AI tools speed up developers, but delivery feels slower. Here is what the data tells us about the gap between output and absorption.

Ask any developer using Claude Code, Cursor, or GitHub Copilot how they feel about their tools, and you will hear something close to enthusiasm. They draft threat analysis documents in minutes. They identify vulnerabilities that need patching. They generate design docs, diagrams, and work plans. They knock out boilerplate that used to eat half a day. The tools are, by a fair margin, the most useful thing to happen to software engineering in a decade.
And yet. Ask the engineering leader running that same team how delivery is going, and you will hear something different. PRs are stacking up in review queues. Incidents are climbing. Senior engineers are buried. Releases feel slower, not faster, and nobody can quite explain why.
Both things are true at once. That is the problem worth understanding, because it changes what you do next about how to measure engineering productivity, how to invest in tooling, and how to make headcount decisions in a market that is pushing leaders to act before the data is in.
Drawing on two years of telemetry from 22,000 developers across 4,000 teams, the AI Engineering Report 2026 measures what happens when AI moves from assistant to author. The throughput numbers are real. So is the gap between what gets written and what the system can absorb. Let's break this down.
Developers using AI tools are not pretending. The productivity gains they feel are real, and in many cases they are extraordinary.
A senior engineer can now draft a threat model for a new service in an afternoon instead of a week. Architectural decision records that used to require dedicated writing time get drafted alongside the work itself. Security reviews surface vulnerabilities the team would have missed. Onboarding documentation gets written, updated, and kept current. Diagrams that nobody had time to make finally get made. The surrounding work of software engineering, the documentation, the analysis, the planning, the communication, has been transformed.
And yes, AI also writes code. Quickly. Idiomatically. In ways that are often indistinguishable from what an experienced engineer would produce on a good day.
This is the part of the story that is being told accurately. AI is genuinely good at a great many things developers do. Throughput data backs up the felt experience: task completion is up 33.7% per developer, and tasks that involve code specifically are up more than six times that at the team level. Epics completed per developer are up 66.2%. Those are not noise. Those are real gains in real engineering output.
If the story stopped there, this would be a different post. The story does not stop there.
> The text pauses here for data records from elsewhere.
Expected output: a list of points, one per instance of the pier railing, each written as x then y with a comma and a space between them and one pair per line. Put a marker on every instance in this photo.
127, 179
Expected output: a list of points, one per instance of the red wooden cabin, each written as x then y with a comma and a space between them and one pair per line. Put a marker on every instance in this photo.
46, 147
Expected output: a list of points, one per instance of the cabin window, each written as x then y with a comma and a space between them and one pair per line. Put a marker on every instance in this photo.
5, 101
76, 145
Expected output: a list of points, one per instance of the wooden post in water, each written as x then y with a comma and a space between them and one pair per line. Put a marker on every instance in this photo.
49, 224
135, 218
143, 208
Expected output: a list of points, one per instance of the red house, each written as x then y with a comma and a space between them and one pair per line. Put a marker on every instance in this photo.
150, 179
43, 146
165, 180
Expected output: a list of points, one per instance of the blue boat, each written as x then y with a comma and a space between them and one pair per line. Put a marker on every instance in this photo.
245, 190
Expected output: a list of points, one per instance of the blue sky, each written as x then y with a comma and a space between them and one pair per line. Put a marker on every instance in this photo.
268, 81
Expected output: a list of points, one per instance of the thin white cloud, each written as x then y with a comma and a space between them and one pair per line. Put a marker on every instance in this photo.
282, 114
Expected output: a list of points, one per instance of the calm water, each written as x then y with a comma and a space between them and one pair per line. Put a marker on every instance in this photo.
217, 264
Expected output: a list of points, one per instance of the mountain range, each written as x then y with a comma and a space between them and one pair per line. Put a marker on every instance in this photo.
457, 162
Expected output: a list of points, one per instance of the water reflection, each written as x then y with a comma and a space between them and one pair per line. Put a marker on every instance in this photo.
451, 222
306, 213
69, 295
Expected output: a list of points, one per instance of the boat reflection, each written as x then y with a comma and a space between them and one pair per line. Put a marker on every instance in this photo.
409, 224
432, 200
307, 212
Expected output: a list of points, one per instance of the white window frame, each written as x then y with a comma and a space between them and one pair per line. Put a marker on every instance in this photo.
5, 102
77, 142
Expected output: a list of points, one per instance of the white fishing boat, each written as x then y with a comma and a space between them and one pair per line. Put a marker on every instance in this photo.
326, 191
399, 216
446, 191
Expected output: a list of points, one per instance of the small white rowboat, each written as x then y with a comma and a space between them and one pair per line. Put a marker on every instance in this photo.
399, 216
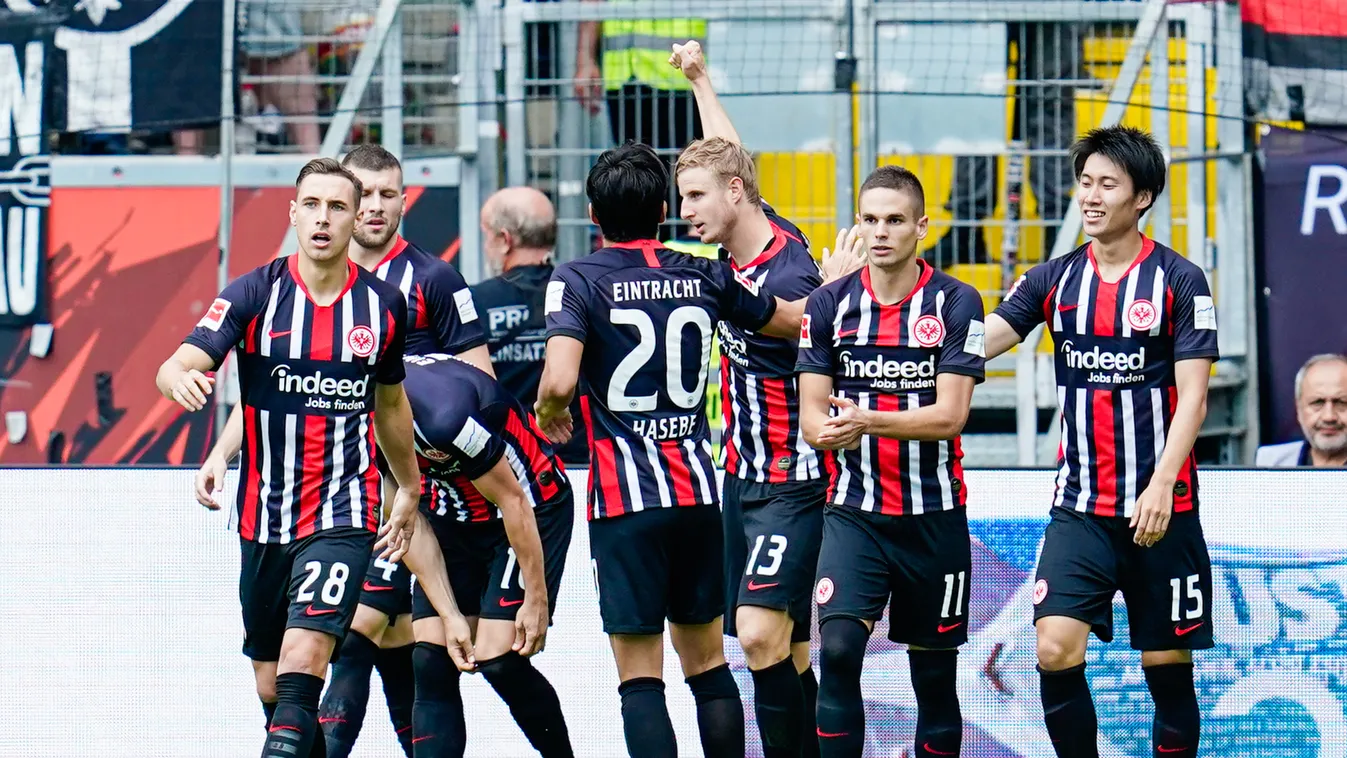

Here is where the felt experience and the measured experience start to diverge, and the divergence is sharper than most leaders realize.
Throughput is up. That part is real. But the same telemetry shows that under high AI adoption, daily PR contexts per developer are up 67.4%. Daily task contexts are up 17.7%. Work restarts (tasks moving back to in-progress after another stage) are up 13.8%. And 26% more in-progress tasks show no PR or activity for seven or more days.
That last number is worth sitting with. It describes work that was started, claimed capacity, and then stalled. The picture is of a development environment where it is easier than ever to begin something and harder than ever to finish it.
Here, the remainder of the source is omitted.